De vez en cuando va bien salir de aquí para viajar a países donde lo que más abunda es la esperanza. Y no por el tópico turístico que dice que la gente es feliz aunque viva en la miseria, sino porque cuando no se tiene nada se puede soñar todo. Recuerdo muy bien ese estado anhelante, el deseo de pequeños o grandes cambios. Es un anhelo inagotable que no se deja vencer ni por la impaciencia ni por el pesimismo. Recuerdo, por ejemplo, cuando cerca de casa de mis abuelos pusieron los postes que iban a traer el gran invento de la electricidad hasta el pueblo. Mirábamos la línea serpenteante de aquella hilera de maderas plantadas y esperábamos con toda la ilusión del mundo. No nos podíamos permitir pensar que aquel avance no llegaría nunca y eso nos permitía soñar con un futuro que solo podía ser mejor. Un futuro sin aquellas sombras tenebrosas que proyectaban los candiles tras el atardecer, un futuro con radios a las que no se les acababan las pilas, un futuro quién sabe si con aparatos de televisión.
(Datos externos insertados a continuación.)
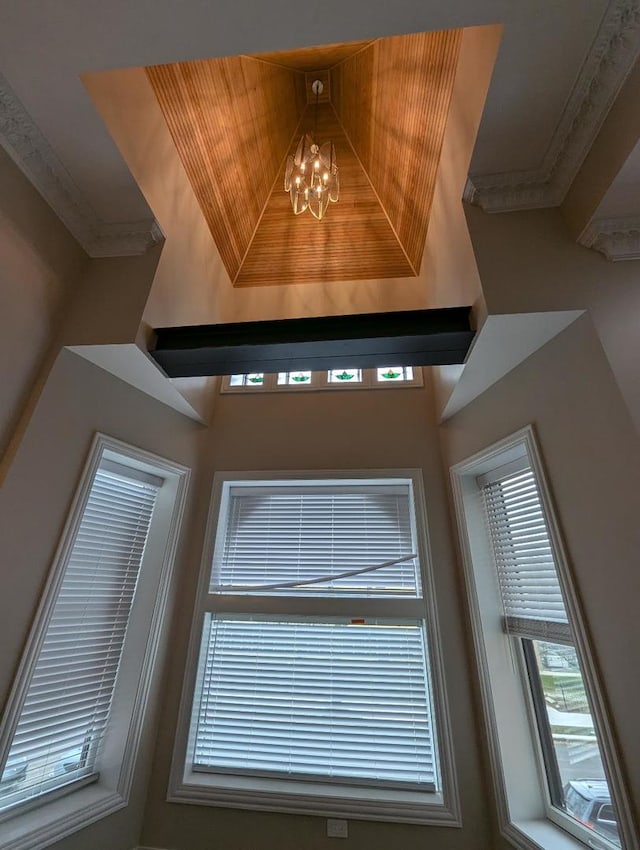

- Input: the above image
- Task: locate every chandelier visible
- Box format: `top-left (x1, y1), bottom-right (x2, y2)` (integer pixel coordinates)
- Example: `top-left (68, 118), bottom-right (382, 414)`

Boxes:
top-left (284, 80), bottom-right (340, 220)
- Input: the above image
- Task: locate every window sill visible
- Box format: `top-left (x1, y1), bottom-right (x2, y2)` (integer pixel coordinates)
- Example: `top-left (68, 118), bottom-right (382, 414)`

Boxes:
top-left (167, 773), bottom-right (462, 827)
top-left (0, 782), bottom-right (126, 850)
top-left (503, 819), bottom-right (614, 850)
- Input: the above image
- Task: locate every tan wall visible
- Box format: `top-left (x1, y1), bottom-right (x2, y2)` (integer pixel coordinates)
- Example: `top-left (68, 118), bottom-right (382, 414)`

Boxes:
top-left (141, 378), bottom-right (489, 850)
top-left (0, 352), bottom-right (203, 850)
top-left (466, 207), bottom-right (640, 430)
top-left (0, 148), bottom-right (87, 464)
top-left (84, 27), bottom-right (501, 327)
top-left (441, 316), bottom-right (640, 836)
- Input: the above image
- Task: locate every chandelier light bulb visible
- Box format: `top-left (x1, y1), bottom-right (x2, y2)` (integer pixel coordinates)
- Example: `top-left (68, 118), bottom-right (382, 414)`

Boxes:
top-left (284, 80), bottom-right (340, 220)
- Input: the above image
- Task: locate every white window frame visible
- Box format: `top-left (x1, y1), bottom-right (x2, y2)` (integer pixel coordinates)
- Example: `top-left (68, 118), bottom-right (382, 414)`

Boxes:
top-left (167, 470), bottom-right (462, 827)
top-left (451, 425), bottom-right (640, 850)
top-left (0, 433), bottom-right (190, 850)
top-left (220, 366), bottom-right (424, 395)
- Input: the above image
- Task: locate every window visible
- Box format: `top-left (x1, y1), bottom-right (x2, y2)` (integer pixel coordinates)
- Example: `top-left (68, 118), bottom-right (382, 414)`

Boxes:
top-left (0, 436), bottom-right (186, 847)
top-left (169, 470), bottom-right (460, 821)
top-left (453, 430), bottom-right (632, 848)
top-left (221, 366), bottom-right (422, 393)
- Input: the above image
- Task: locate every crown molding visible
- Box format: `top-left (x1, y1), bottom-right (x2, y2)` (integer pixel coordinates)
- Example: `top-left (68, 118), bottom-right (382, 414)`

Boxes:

Los postes siguieron pelados, sin ningún cable que los sostuviera. Cuando llegó la electricidad ya nos habíamos ido, pero me queda el recuerdo de aquella sensación de esperanza absoluta.

Si miramos el presente con perspectiva, el presente aquí y ahora, no deberíamos tener motivos para el pesimismo y, en cambio, cuesta encontrar voces esperanzadas, esperanzadoras y cuesta más entre los que somos considerados más o menos jóvenes. Si leemos lo que escribimos, si nos fijamos en las diversas manifestaciones culturales que producimos los que hemos nacido en democracia, veremos que el sentimiento de desesperanza es una constante generalizada. Y me aplico también la generalización que, reconozco, puede ser un poco arriesgada. ¿De qué nos quejamos? ¿De que viviremos peor que nuestros padres? Pues dependerá de qué padres y esta es quizá otra falacia que nos hemos tragado como corderitos: la imagen engañosa de ser parte de una generación determinada solo atendiendo a la fecha de nacimiento. ¿Qué tiene que ver un joven nacido en una familia con recursos que ha crecido en viviendas espaciosas, calles limpias, parques aireados, que ha ido a una escuela de primera con acceso a cultura y formación con un joven que ha visto la infancia metido en una litera dentro de un piso de techo bajo y habrá jugado en un descampado donde el deporte habitual podía ser esquivar jeringas y condones usados? ¿Qué tiene que ver alguien que lo tiene todo al alcance con alguien que parece metido en el culo del mundo? No, las generaciones no existen, son inventos. Lo extraño es que las creaciones artísticas de los jóvenes de ahora representen, mayoritariamente, el malestar de clases medias para arriba. Un malestar, por otra parte, que es la simple desesperanza, la falta de deseo de un futuro mejor.